Dirty Beaches is the solo project of Taiwan native Alex Zhang Hungtai. It's interesting to note his origin, because when listening to Badlands it's easy to forget you're listening to a man of Taiwanese descent, and not the offspring of say-- Roy Orbison or Ian Curtis. Badlands is essentially his first proper album after a series of admirable, but limited LPs and cassettes on smaller labels. Hungtai appropriately tones down the caustic elements of his preceding work resulting in Badlands; an atmospheric set of hauntingly saturated lo-fi, fluently balancing a fine line between experimental abrasiveness and hallucinogenic pop.
Throughout most of Badlands, vintage guitar loops dwell in its vignette of ghostly 50s parlour shops and oil stations. The first three tracks all utilize that quality to accent their subtle rhythms. Opener "Speedway King" gradually revolves a series of fragmented machine loops under a steamy drone, before a train blows loudly in the distance; allowing the rest of the album access through its spectral railway. "Horses" guides that cold, repetitive nature through a friendlier route, until the album's grooviest-- "Sweet 17"-- tightly rides a 60s surf riff, evoking drowsy polaroids of sun-soaked beaches. Hungtai croons his dusty pipes throughout these songs, and for the most part he's indecipherable; achieving a consistent phantom-like status in the process.
The album is most effective near the end of its relatively short run time, on the tracks "True Blue" and "Lord Knows Best". These are somewhat different entities compared to the often unsettling nature of the tracks that surround them. "Lord Knows Best" features an innocent sounding piano melody as Hungtai grieves lost love, sorrow, and forgiveness, until a subtle harmony mends the distress to a haunting melancholy. It's the kind of song the credits roll to. Although, the most overwhelming moment on the album is "True Blue", where Hungtai sounds as if he's tributing the rolling landscapes of lost highways, as Elvis rises from the dead to preform one last set; in a smoky, velvet-furnished lounge for a few deserving fans.

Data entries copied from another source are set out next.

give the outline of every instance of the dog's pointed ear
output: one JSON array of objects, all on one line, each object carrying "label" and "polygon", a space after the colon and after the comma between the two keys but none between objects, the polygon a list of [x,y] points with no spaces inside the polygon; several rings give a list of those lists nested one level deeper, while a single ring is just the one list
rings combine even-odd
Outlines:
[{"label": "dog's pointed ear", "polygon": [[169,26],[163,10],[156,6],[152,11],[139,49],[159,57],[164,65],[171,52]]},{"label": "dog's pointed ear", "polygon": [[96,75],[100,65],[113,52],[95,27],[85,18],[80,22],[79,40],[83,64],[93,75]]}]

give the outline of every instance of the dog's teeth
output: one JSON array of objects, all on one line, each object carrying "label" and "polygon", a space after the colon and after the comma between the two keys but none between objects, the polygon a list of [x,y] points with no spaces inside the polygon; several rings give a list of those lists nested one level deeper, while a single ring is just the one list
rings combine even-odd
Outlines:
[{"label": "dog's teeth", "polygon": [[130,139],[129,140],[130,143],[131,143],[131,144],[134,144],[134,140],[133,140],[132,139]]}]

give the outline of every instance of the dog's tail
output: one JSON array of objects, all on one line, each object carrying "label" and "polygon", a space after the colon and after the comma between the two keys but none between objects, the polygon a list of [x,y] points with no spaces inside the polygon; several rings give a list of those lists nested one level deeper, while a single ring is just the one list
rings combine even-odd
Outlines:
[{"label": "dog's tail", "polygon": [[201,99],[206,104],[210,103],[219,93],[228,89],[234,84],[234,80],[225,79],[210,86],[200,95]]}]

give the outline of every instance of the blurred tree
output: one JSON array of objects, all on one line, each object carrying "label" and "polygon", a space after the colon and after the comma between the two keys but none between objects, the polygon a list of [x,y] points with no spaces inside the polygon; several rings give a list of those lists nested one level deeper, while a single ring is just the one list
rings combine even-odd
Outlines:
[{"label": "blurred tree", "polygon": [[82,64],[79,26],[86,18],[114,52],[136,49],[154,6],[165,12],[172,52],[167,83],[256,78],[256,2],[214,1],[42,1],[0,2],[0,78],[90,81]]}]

Badlands is an extremely promising album; securing a sense of excellence to come from Dirty Beaches in the future. The only thing holding the album back is a couple of its instrumentals; which sound like directionless experiments that don't to fully satisfy. Though these tracks as a whole work together effectively, each track pacing fluently into the next. At its core, Badlands is an album completely encased around its atmosphere; that thick haze of sentimental lust. Its varying moods throughout manage to melt into an equally gratifying impression of sorrow and reflection. In thought-- there's a man in the distance, behind the smoky veiled nostalgia and his foggy perspective, gray as night; he asks for acceptance, in an ever-confusing world.